Figure 3. EET attenuates circulating CPC mobilization factors

A, CXCL12 levels declined in lean, but not obese, participants as a result of EET training (group × time interaction). B, G‐CSF showed a trend to be decreased in the obese group as a result of the EET (group × time interaction). C, CCL2 was not altered after 6 weeks of EET. ^* P < 0.05; n = 17 Lean, n = 10 Obese; data are presented as means ± SD.
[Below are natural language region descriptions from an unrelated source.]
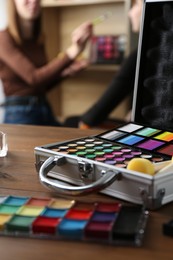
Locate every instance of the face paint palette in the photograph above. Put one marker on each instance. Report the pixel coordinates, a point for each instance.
(118, 146)
(53, 218)
(99, 163)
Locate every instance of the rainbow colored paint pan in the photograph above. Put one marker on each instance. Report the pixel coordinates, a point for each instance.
(81, 221)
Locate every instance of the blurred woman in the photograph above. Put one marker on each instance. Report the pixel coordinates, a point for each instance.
(25, 72)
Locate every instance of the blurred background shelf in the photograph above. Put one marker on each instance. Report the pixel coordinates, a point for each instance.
(60, 17)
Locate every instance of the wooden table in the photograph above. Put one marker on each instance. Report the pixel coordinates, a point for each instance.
(18, 176)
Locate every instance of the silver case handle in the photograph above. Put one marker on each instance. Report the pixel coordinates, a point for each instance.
(106, 179)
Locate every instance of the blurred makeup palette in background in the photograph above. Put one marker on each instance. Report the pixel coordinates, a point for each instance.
(54, 218)
(107, 49)
(118, 146)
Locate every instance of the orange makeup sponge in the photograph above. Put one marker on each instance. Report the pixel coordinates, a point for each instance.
(141, 165)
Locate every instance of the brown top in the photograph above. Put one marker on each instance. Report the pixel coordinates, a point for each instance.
(24, 69)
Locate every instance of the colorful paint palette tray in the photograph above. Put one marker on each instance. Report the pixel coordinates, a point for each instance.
(111, 223)
(118, 146)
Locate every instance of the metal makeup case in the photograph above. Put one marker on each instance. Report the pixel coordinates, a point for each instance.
(77, 175)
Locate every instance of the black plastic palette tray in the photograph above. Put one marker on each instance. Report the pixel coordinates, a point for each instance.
(61, 219)
(118, 146)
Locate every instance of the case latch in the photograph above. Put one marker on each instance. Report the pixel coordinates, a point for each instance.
(149, 201)
(85, 168)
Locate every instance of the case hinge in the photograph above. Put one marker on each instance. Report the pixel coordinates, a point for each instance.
(85, 168)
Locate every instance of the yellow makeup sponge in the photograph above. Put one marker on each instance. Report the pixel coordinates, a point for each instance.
(141, 165)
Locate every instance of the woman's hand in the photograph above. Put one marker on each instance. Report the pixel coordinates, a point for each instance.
(74, 68)
(80, 37)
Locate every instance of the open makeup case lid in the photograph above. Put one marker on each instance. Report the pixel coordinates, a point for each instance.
(150, 130)
(153, 99)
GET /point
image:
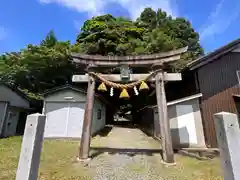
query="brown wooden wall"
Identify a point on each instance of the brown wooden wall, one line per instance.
(218, 82)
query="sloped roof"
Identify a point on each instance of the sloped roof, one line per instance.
(74, 88)
(213, 55)
(17, 91)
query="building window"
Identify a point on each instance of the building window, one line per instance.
(99, 114)
(238, 76)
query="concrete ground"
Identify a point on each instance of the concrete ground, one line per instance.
(117, 154)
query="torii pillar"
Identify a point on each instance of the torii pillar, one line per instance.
(87, 121)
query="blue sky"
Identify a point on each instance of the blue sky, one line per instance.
(28, 21)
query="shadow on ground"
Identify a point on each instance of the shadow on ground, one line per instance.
(105, 131)
(96, 151)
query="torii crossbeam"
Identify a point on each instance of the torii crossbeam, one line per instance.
(156, 62)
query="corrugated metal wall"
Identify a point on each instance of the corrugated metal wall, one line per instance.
(218, 82)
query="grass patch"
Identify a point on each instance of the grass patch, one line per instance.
(58, 162)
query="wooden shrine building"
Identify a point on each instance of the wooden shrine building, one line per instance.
(124, 76)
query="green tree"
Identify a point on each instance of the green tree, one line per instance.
(152, 32)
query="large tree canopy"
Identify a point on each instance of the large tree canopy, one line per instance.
(43, 66)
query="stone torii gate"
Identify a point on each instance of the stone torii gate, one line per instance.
(155, 62)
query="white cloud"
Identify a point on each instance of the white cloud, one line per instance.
(134, 7)
(3, 33)
(220, 19)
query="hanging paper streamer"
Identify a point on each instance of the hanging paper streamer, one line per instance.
(135, 90)
(102, 87)
(124, 94)
(111, 91)
(143, 86)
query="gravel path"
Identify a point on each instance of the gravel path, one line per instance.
(125, 153)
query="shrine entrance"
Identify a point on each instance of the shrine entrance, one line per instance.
(127, 83)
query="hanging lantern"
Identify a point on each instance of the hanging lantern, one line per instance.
(143, 86)
(135, 91)
(111, 91)
(124, 94)
(102, 87)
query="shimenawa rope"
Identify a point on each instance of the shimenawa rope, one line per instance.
(121, 86)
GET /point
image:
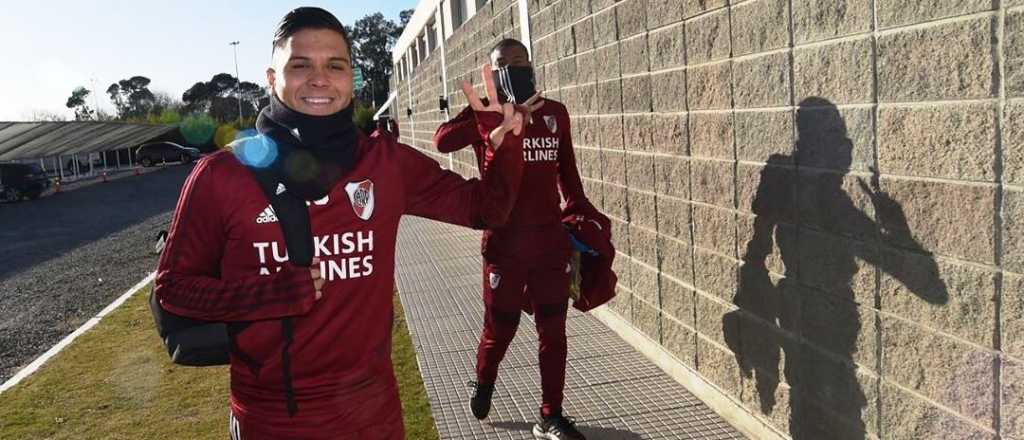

Figure 4. Baseline fitness is positively related to baseline proportions of HSPCs, and changes in AT‐MSCs and BM‐MSCs are negatively related to changes in absolute fitness

A, the proportion of HSPCs is positively related to baseline absolute ${\dot{V}}_{{\mathrm{O}}_2}$ (ρ = 0.432). ^* P < 0.05; n = 25. B, the change in AT‐MSC content in isolated PBMCs from EET was negatively related to changes in absolute ${\dot{V}}_{{\mathrm{O}}_2}$ (ρ = −0.52; P < 0.05); n = 25. C, the change in BM‐MSC content in isolated PBMCs from EET was negatively related to changes in absolute ${\dot{V}}_{{\mathrm{O}}_2}$ (ρ = −0.41; P < 0.05). n = 25.